A MapReduce job usually splits the input data-set into independent chunks which are processed by the map tasks in a completely parallel manner. The framework sorts the outputs of the maps, which are then input to the reduce tasks. Typically both the input and the output of the job are stored in a file-system. The framework takes care of scheduling tasks, monitoring them and re-executes the failed tasks.
Question: How Map Reduce Functions?
Answer: Applications typically implement the Mapper and Reducer interfaces to provide the map and reduce methods. These form the core of the job.
Mapper maps input key/value pairs to a set of intermediate key/value pairs.Maps are the individual tasks that transform input records into intermediate records. The transformed intermediate records do not need to be of the same type as the input records. A given input pair may map to zero or many output pairs.
Reducer reduces a set of intermediate values which share a key to a smaller set of values.
Question: What is Replication Factor ?
Answer: Every file in HDFS is stored in replicated form.
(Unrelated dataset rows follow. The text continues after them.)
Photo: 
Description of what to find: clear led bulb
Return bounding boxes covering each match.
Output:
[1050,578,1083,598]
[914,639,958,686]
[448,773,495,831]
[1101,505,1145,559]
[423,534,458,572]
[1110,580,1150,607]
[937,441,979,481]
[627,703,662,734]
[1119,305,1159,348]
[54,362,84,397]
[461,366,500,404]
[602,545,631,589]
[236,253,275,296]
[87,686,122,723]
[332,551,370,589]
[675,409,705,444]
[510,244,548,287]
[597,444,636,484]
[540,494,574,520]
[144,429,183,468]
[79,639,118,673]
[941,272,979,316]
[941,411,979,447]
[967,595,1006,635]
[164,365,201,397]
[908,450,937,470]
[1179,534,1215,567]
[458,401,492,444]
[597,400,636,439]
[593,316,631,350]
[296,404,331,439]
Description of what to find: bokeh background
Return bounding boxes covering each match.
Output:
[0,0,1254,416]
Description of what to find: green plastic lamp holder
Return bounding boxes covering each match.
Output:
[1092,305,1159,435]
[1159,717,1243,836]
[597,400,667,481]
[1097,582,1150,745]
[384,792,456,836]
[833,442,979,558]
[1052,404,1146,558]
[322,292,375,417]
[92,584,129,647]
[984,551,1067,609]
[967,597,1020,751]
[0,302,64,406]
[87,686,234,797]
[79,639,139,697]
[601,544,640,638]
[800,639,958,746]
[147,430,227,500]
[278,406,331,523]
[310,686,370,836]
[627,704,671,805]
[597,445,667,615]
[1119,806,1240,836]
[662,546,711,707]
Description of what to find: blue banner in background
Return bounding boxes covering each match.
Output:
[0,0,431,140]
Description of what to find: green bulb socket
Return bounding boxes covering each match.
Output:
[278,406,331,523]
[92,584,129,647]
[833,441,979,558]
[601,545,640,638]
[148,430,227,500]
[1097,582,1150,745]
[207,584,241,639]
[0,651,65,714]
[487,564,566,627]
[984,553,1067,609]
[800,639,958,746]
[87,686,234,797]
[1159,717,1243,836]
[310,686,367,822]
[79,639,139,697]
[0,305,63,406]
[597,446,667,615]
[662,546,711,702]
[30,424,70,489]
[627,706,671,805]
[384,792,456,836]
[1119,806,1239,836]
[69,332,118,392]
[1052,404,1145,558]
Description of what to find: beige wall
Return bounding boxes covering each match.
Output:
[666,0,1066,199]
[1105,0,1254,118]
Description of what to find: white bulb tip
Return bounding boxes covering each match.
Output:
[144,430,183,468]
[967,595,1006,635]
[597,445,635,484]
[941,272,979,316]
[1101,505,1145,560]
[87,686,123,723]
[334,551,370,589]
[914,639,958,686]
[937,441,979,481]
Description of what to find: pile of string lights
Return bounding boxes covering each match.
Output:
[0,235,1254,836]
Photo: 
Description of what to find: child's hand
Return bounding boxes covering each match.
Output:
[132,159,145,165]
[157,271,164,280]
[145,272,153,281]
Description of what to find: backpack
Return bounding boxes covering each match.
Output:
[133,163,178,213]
The Default replication factor is set to three.
In Hadoop there are various Datanode , So if one Datanode fails the file still available in other data node and just in case if this Rack fails, a file is still available in other Rack.
Question: What is InputFormat in MapReduce?
Answer: The InputFormat defines how to read data from a file into the Mapper instances. Hadoop comes with several implementations of InputFormat; some work with text files and describe different ways in which the text files can be interpreted. Others, like SequenceFileInputFormat, are purpose-built for reading particular binary file formats.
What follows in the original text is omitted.